Cost of Production
Also called: COP, production cost
Cost of production (COP) is the total expense required to produce one unit of a crop — typically expressed per ton, per bushel, or per hectare. COP includes all variable costs (seeds, fertilizer, labor, fuel) plus allocated fixed costs (land rent, depreciation, insurance, loan interest). COP per ton compared against farm gate price reveals true profitability per unit of output.
How Cost of Production Works
USDA ERS publishes annual COP estimates for major US crops that serve as industry benchmarks. Recent figures (2023): corn COP ~$4.20/bushel ($165/ton), soybean ~$11.50/bushel ($425/ton), wheat ~$6.50/bushel ($240/ton), cotton ~$0.82/lb. European figures for wheat range €180–230/ton depending on country and system. These include operating costs, land opportunity cost, and allocated overhead. Individual-farm COP can vary ±30% from national averages based on soil quality, management intensity, scale, and input-price negotiation.
Four categories make up most COP. (1) Operating inputs — seed, fertilizer, chemicals, fuel, repair, irrigation water, crop insurance (typically 50–65% of total COP). (2) Labor — hired, family, and operator labor allocation (5–20% depending on crop and mechanization). (3) Capital recovery — depreciation and opportunity cost on machinery, buildings, and irrigation infrastructure (10–20%). (4) Land cost — cash rent or owned-land opportunity cost (10–30%). High-value crops (fruits, vegetables) shift the mix toward labor (40–60%) and packaging/marketing (5–15%).

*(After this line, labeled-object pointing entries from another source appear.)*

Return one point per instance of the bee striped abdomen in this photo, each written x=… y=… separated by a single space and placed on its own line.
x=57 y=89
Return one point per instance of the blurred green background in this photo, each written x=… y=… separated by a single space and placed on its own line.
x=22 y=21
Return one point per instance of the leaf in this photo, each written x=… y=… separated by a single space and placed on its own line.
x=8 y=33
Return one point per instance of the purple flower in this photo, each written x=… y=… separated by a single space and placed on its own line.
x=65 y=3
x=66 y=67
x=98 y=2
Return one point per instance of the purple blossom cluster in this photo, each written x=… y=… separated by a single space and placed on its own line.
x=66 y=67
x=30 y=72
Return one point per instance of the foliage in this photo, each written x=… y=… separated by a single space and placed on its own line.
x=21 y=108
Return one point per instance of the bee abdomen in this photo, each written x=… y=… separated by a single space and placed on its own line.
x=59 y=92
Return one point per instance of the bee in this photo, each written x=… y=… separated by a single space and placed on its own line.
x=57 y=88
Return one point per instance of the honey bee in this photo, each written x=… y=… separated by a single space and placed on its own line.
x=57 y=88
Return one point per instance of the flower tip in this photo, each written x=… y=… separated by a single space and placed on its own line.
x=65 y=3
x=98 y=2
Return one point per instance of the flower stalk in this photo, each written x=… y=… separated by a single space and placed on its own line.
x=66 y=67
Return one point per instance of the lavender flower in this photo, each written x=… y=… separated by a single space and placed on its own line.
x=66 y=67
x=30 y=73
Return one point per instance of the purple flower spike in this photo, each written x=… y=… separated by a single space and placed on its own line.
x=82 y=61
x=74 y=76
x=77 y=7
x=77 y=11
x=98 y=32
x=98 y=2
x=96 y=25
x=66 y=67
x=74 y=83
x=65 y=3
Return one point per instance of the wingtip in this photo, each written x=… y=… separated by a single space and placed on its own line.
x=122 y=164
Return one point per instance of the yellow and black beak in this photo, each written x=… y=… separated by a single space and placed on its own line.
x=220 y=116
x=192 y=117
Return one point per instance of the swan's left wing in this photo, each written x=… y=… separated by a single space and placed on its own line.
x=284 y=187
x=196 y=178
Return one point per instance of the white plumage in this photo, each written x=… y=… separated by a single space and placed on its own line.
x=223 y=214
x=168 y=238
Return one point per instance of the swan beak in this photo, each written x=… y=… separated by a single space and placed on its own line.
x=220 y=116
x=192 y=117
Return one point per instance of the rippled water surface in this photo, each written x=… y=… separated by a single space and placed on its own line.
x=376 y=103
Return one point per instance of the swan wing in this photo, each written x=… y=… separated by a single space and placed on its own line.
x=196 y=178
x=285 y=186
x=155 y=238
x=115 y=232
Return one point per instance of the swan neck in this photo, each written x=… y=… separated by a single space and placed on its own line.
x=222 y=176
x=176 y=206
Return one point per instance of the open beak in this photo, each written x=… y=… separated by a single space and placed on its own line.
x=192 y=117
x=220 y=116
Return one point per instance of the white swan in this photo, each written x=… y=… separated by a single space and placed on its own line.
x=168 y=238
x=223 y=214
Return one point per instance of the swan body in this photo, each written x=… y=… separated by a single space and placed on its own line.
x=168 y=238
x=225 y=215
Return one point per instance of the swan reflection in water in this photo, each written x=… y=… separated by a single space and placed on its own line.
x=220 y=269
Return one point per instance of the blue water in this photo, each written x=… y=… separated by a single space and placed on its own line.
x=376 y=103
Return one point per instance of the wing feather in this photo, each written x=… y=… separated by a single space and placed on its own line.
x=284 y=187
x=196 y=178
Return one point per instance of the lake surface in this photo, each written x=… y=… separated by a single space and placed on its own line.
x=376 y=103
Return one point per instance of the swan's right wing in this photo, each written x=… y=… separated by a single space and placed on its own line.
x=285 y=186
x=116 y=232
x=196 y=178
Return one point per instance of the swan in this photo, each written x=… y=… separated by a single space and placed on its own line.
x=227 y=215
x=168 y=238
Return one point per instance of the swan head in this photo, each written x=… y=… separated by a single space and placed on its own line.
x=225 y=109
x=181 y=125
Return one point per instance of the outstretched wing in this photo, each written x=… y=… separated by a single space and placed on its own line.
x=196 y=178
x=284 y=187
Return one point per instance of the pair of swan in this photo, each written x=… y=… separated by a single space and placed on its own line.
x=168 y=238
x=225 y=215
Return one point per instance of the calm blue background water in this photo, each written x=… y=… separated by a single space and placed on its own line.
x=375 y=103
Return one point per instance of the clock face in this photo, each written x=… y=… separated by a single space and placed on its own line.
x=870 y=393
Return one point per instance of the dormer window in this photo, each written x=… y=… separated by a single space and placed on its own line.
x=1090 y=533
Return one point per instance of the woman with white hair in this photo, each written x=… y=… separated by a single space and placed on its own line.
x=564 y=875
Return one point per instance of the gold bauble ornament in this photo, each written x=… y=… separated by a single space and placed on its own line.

COP analysis drives strategic decisions. Comparing a farm's COP per ton to its top-quartile peers and to farm gate price reveals whether cost reduction, yield improvement, or price improvement is the highest-leverage intervention. Iowa State University's farm-records benchmarking shows the top 20% of corn farms produce at ~$0.80/bushel lower COP than the bottom 20% — a €30–40/ton advantage that compounds into hundreds of thousands of euros annually on mid-sized farms. Tracking COP per ton per season (not just per hectare) is the best way to detect silent cost creep from rising input prices or declining yields. WiseYield's P&L and season-budget modules compute COP automatically from recorded expenses and harvest data.
Sources
- USDA Economic Research Service (2023). Commodity costs and returns estimates.
- Iowa State University Extension (2023). Estimated costs of crop production.